Recueil des amendements écrits (Version révisée)
- Doc. 14225
- La compatibilité avec les droits de l’homme de l’arbitrage investisseur-Etat dans les accords internationaux de protection des investissements
Index du compendium
Amendement 1Sous-amendement 1 à l'amendement 1Amendement 2Amendement 3Amendement 4Amendement 5Sous-amendement 1 à l'amendement 5Amendement 6Amendement 7Amendement 8Amendement 9Amendement 10Amendement 11Amendement 16Amendement 12Amendement 13Amendement 14Amendement 17Amendement 18Amendement 15Amendement 19
- Légende :
- Pour
- Contre
- Non voté
- Retiré
Projet de résolution
1L’Assemblée parlementaire observe que les clauses de règlement des différends entre investisseurs et Etats (RDIE) présentes dans les accords internationaux d’investissement ou les traités bilatéraux d’investissement autorisent les investisseurs étrangers à engager une action en justice contre l’Etat d’accueil devant des collèges arbitraux privés mis en place par les parties en cas de litige sur l’application de l’accord international d’investissement. Elle souligne que le RDIE a de graves répercussions sur les droits de l’homme, l’Etat de droit, la démocratie et la souveraineté nationale, auxquelles le Système juridictionnel des investissements (SJI) proposé vise à remédier:
1.1le RDIE/SJI soulève un certain nombre de questions en matière de procès équitable, de transparence, d’égalité d’accès à un tribunal, d’interdiction de la discrimination et de sécurité juridique que garantissent les articles 6 et 14 de la Convention européenne des droits de l’homme (STE no 5, «la Convention») et son Protocole no 12 (STE no 177);
1.2la crainte d’un contentieux engagé devant des mécanismes non étatiques de règlement des différends pourrait dissuader les gouvernements de prendre les mesures réglementaires qui s’imposent pour protéger les droits de leurs citoyens contre les sociétés multinationales étrangères, par exemple en renforçant la protection de l’environnement et des droits sociaux («effet dissuasif sur la réglementation»);
1.3la démocratie et la souveraineté nationale sont remises en question lorsque des accords conclus par des gouvernements antérieurs empêchent les Etats d’adapter leur législation et la pratique à l’évolution de la situation concrète ou à leurs priorités politiques.
2Le droit à la protection de la propriété (article 1 du Protocole no 1 à la Convention (STE no 9)) est également applicable aux étrangers, y compris aux personnes morales.
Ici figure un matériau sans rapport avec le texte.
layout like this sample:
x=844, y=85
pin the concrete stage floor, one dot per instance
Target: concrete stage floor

Les investisseurs étrangers ne peuvent par conséquent se voir refuser une protection juridique sous prétexte qu’ils ont la possibilité de tenir compte du risque d’expropriation et des autres risques politiques qu’ils prennent dans leur décision d’investissement et leurs tarifs ou qu’ils se contentent d’exploiter les Etats d’accueil.
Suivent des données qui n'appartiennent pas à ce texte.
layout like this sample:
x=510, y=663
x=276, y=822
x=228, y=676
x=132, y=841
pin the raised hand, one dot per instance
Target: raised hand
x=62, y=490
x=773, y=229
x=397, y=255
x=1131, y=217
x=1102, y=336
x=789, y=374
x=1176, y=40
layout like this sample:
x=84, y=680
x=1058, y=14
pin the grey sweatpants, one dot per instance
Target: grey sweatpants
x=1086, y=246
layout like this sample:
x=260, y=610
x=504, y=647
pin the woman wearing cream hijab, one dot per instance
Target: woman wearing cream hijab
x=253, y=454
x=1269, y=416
3L’Assemblée considère que la protection effective des investissements étrangers encourage les investissements durables à long terme, qui favorisent la croissance économique et la création d’emplois. Cette protection suppose l’existence de mécanismes de règlement des différends fiables, efficaces et neutres. L’absence de protection juridique effective des investissements encourage la maximisation à court terme des bénéfices et l’adoption de stratégies informelles destinées à assurer l’auto-protection des investisseurs, notamment le recours à la corruption et aux autres formes d’ingérence dans le processus politique des pays d’accueil.
4Elle reconnaît que les petites et moyennes entreprises, qui ont besoin de se protéger contre le traitement discriminatoire des Etats d’accueil, sont désavantagées car elles ne disposent pas de l’influence politique des grandes entreprises, qui leur assure une protection diplomatique bilatérale par l’intermédiaire de leur Etat d’origine.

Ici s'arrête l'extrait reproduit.